While it's fair to say such a case has made Kitty Genovese into a figure for positive change - to make sure the truth of something is heard (and also, an interesting detail, at least a few if not more of the people in that Kew Gardens apartment complex were victims of the holocaust, who knows if they would want to get into more trouble being involved) - the truth always makes things extremely complicated.

This documentary does such a good job of showing us Kitty's life before the murder through Bill's investigating - an inspiring subject if nothing else because his disability, being a double amputee from a Vietnam injury, and yet it's never made into a big deal, it simply is what it is, a fact that we see before us and it's fine as he never makes light of it aside from the story of how it happened - that it's a shame the movie has to end, or at least come to a climax, that feels much to take in.  After all of the time that Bill's spent looking through all of the details he can get, all of the police documents, calling up people, flying to talk (in audio, no video, and animated, nice touch) with Kitty's lesbian lover, everyone who has something to say here including Mosely's own preacher son (maybe the best scene of the movie), he concludes to bring some small sense of closure he has to... recreate the scene of the crime. 

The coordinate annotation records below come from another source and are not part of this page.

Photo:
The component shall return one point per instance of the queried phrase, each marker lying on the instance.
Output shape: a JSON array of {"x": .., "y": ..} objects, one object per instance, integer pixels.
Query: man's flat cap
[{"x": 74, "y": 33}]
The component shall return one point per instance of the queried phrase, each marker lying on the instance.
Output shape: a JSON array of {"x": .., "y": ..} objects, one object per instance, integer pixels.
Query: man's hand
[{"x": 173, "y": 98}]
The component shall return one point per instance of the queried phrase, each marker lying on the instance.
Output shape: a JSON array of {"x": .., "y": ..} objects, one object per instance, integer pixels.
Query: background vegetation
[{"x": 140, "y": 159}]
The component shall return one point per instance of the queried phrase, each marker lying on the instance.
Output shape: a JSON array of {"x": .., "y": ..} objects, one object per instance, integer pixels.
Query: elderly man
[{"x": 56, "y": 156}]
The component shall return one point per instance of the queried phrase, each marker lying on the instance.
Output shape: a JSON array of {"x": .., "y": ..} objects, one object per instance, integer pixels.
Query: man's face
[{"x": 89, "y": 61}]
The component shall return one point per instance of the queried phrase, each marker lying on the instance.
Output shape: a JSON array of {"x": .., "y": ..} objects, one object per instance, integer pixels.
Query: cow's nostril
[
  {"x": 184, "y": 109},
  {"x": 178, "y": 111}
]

Not completely as far as blood and murder of course, but hiring an actress and having her recreate the blood-curdling screams on the street and full physical reenactment, for Bill (as he watches on the street with multiple cameras), and then ending with the two hugging it out.  I understand what this is supposed to be for Bill, a moment where he can fully put himself into Kitty's shoes, or at least the full moment of that situation, but how we see it in *this* movie, feels like it goes too far.  It may make more sense to others, but it has an exploitative side to it, especially after, you know, 50 years and part of the idea being, as his own family expresses, that everything Bill is doing is a 'what good will that do?' sort of situation.

Up until that point, I would disagree with the family, and even to a small extent I get the final point, though it veers a little into reality-TV (and more-so than what happens with Mosely's son, which feels just right and what needs to be said, surprisingly so, on both sides).  And all the same I would still recommend this film to people interested in knowing more, and that critical thinking is an aspect of society that needs to not be put by the wayside, even (or particularly when) it comes to a case such as Kitty Genovese.  The smallest details come out as new revelations here, down to that photograph that was used by the media in showing what she looked like - which was, oddly enough, her own *mugshot* from a bookie arrest.  It's certainly one of the essential documentaries of 2016, flawed as it might be.